Parents in Brookline are mounting an effort to save a school enrichment program, designed to challenge students, that could be eliminated because of budget constraints.
“I just feel devastated at the thought that the school system wouldn’t support this program,” said Anne Depew, who has two children at the Runkle School.
Depew is one of a number of parents upset by a proposal to eliminate funding for Brookline’s Enrichment, Challenge and Support Program, which helps teachers in kindergarten through eighth grade provide challenging curriculum for high-achieving students, and those who learn at a different pace.
Late last month, Superintendent Bill Lupini proposed eliminating the program for next school year as a cost-saving measure, with the district’s budget under pressure from surging enrollment, increasing teacher pay, and the potential loss in federal funding for special education that could result from sequestration cuts.
But on Thursday, Lupini released an addendum to his budget plan that could partially restore the enrichment program with private funding.
The amended proposal would permit parents and community groups to partially pay for staff salaries to restore an altered model of the enrichment program; it would shift the current building-based consulting teacher model to a system in which coaches would work with teachers throughout the district.
School Committee chairman Alan Morse said the proposal to allow private funding to support the enrichment program is an option that the superintendent brought forward, and the committee will have to make the final decision.
“It would solve some problems, and it would create some problems,” Morse said.
Eliminating the Enrichment, Challenge and Support Program would save the school district about $264,000 in a budget projected to top $85 million for the 2014 fiscal year, which starts July 1.
But some parents say the cost is a small price to pay for a program that has been invaluable to students who learn at all different paces, fast or slow, and they have been petitioning School Committee members and district officials in an effort to save the program before a final decision is made.
Lupini’s budget proposal would also cut in half the time some elementary school students spend in music classes each week, and eliminate several general music courses for seventh- and eighth-grade students. The music cuts would save $264,000 by eliminating the equivalent of almost five full-time teachers.
The district would also eliminate a full-time elementary math specialist, and have one performing arts coordinator for the district, instead of having one for kindergarten through eighth grade, and one for the high school.
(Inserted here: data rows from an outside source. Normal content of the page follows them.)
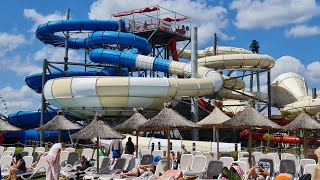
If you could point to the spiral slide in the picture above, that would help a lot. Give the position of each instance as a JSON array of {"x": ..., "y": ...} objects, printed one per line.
[
  {"x": 82, "y": 92},
  {"x": 85, "y": 92}
]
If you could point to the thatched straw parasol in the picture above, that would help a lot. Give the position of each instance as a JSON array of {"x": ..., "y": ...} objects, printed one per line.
[
  {"x": 60, "y": 123},
  {"x": 7, "y": 127},
  {"x": 250, "y": 118},
  {"x": 303, "y": 122},
  {"x": 133, "y": 124},
  {"x": 167, "y": 119},
  {"x": 214, "y": 120},
  {"x": 97, "y": 129}
]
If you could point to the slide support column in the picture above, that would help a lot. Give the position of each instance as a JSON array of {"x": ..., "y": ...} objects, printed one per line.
[
  {"x": 43, "y": 101},
  {"x": 194, "y": 74}
]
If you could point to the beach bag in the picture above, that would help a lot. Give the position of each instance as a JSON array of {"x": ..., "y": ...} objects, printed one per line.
[
  {"x": 282, "y": 177},
  {"x": 174, "y": 174}
]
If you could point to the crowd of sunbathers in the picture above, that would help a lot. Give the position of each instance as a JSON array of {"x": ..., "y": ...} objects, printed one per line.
[{"x": 258, "y": 172}]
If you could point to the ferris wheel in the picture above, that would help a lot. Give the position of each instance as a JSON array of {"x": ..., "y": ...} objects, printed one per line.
[{"x": 3, "y": 107}]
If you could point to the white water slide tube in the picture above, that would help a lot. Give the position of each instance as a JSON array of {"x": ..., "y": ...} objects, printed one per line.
[{"x": 94, "y": 93}]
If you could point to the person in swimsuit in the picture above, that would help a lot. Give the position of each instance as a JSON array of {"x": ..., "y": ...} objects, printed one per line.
[
  {"x": 18, "y": 167},
  {"x": 258, "y": 172},
  {"x": 136, "y": 172}
]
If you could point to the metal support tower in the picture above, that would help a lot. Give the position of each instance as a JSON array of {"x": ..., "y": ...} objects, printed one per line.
[
  {"x": 66, "y": 42},
  {"x": 194, "y": 74},
  {"x": 43, "y": 101}
]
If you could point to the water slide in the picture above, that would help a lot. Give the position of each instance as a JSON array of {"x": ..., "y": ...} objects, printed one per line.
[{"x": 84, "y": 93}]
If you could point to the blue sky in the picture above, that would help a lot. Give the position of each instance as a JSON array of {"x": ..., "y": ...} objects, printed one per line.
[{"x": 287, "y": 30}]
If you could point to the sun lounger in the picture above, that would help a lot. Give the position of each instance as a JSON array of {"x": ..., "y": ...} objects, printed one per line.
[{"x": 38, "y": 170}]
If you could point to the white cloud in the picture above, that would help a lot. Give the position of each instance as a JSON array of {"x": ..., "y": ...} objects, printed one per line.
[
  {"x": 9, "y": 42},
  {"x": 287, "y": 64},
  {"x": 56, "y": 54},
  {"x": 40, "y": 19},
  {"x": 19, "y": 99},
  {"x": 303, "y": 30},
  {"x": 19, "y": 66},
  {"x": 310, "y": 72},
  {"x": 207, "y": 18},
  {"x": 273, "y": 13}
]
In his budget addendum, Lupini also included a proposal to charge a $1,000 fee per student for full-day kindergarten, which could generate up to $400,000 in additional revenue.
Morse said the budget for next year is the most difficult that any members of the committee have seen. He said the School Committee expects to vote on the budget on April 11; the final figure will be set by Town Meeting.
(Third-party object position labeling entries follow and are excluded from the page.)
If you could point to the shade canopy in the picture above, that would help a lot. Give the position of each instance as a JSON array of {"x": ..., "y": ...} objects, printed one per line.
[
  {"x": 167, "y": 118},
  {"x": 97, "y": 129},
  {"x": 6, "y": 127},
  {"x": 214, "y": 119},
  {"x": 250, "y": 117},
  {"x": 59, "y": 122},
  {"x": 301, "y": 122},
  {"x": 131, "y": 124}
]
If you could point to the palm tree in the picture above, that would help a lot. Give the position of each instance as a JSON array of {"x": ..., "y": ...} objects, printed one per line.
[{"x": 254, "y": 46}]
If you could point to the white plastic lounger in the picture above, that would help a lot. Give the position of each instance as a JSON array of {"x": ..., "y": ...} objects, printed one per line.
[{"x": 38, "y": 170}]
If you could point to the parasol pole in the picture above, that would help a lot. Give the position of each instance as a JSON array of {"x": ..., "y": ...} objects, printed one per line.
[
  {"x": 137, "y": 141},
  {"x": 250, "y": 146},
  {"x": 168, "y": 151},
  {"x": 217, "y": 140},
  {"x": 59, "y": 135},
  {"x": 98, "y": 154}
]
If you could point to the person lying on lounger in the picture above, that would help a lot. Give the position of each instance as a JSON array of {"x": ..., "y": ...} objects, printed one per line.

The Enrichment, Challenge and Support Program runs with the equivalent of fewer than five full-time teachers, who spend some time in the classroom and with small groups of kids, but primarily spend their time helping teachers with how to challenge students who learn at different paces.
Depew said the enrichment program has helped her daughter, Isabella Pirozzolo, who learns fast and sometimes gets frustrated when lessons were repeated for the benefit of other students.
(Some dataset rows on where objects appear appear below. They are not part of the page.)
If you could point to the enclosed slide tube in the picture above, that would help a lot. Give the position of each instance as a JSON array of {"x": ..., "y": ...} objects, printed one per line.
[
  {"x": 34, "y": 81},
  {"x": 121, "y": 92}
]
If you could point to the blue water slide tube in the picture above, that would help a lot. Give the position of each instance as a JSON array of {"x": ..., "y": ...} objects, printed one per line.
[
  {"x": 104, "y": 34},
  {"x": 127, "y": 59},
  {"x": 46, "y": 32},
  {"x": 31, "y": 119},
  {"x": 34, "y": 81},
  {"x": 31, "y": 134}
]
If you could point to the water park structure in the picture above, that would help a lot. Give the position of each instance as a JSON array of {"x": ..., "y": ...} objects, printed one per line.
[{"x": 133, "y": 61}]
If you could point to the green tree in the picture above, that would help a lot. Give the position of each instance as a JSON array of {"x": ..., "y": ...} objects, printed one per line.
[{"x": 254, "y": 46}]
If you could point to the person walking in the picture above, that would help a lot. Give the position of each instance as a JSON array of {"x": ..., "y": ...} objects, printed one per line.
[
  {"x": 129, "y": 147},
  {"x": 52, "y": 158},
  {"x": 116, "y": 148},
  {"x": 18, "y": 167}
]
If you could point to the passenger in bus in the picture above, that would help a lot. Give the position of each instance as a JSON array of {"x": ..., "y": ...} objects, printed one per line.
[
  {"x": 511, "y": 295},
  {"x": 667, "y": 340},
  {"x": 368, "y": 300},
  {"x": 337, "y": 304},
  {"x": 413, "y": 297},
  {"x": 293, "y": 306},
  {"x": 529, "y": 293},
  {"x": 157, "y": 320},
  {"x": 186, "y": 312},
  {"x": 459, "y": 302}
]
Depew said a teacher in the enrichment program talked to Isabella about her frustration, and suggested she try thinking more deeply about concepts when a lesson is repeated in class, or try to help other students understand so she could continue to learn through teaching the material.
Depew said it was an important life lesson for her daughter, about how to deepen her learning experience without having to rely entirely on a teacher to do it.
Jenny Goldsmith said her two sons at the Driscoll School have benefited tremendously from the program. She said the enrichment teacher helped identify that her oldest son, Louie , was excelling at math, and as a result he was accelerated by two grades in the subject matter.
Without the enrichment program, Goldsmith said, she couldn’t have figured out what her son needed.
“He wouldn’t have been learning,” she said.
Lydia Shrier, a member of a parent advisory committee for the enrichment program, has sons in the first and third grades at the Driscoll School, and she said they have both written letters to the school district asking that the program be saved.
She said her son Jason Rich, who is now in the third grade, excelled in reading from an early age, and had been complaining about being bored until a teacher in the enrichment program began working with him.
But gifted students aren’t the only ones benefiting from the program.
Lupini said that since he proposed dropping the program, he has heard from a significant number of parents who have spoken about its benefits for all children in the class.
“That is very important for me to hear,” he said.
Lupini said that it is clear, however, that the school district faces a “revenue issue,” in part because of surging enrollment and resulting space needs.
To keep up with the growing number of students, the school district is exploring adding a kindergarten through eighth-grade school.
The district is also planning a renovation for the Devotion School, and in the last year has completed expansions of two other schools.
Chad Ellis, who has two children at the Runkle School, said he’s hoping the School Committee will find a way to reverse the proposed cuts.
“There is a very large number of parents who really want to keep this program,” he said.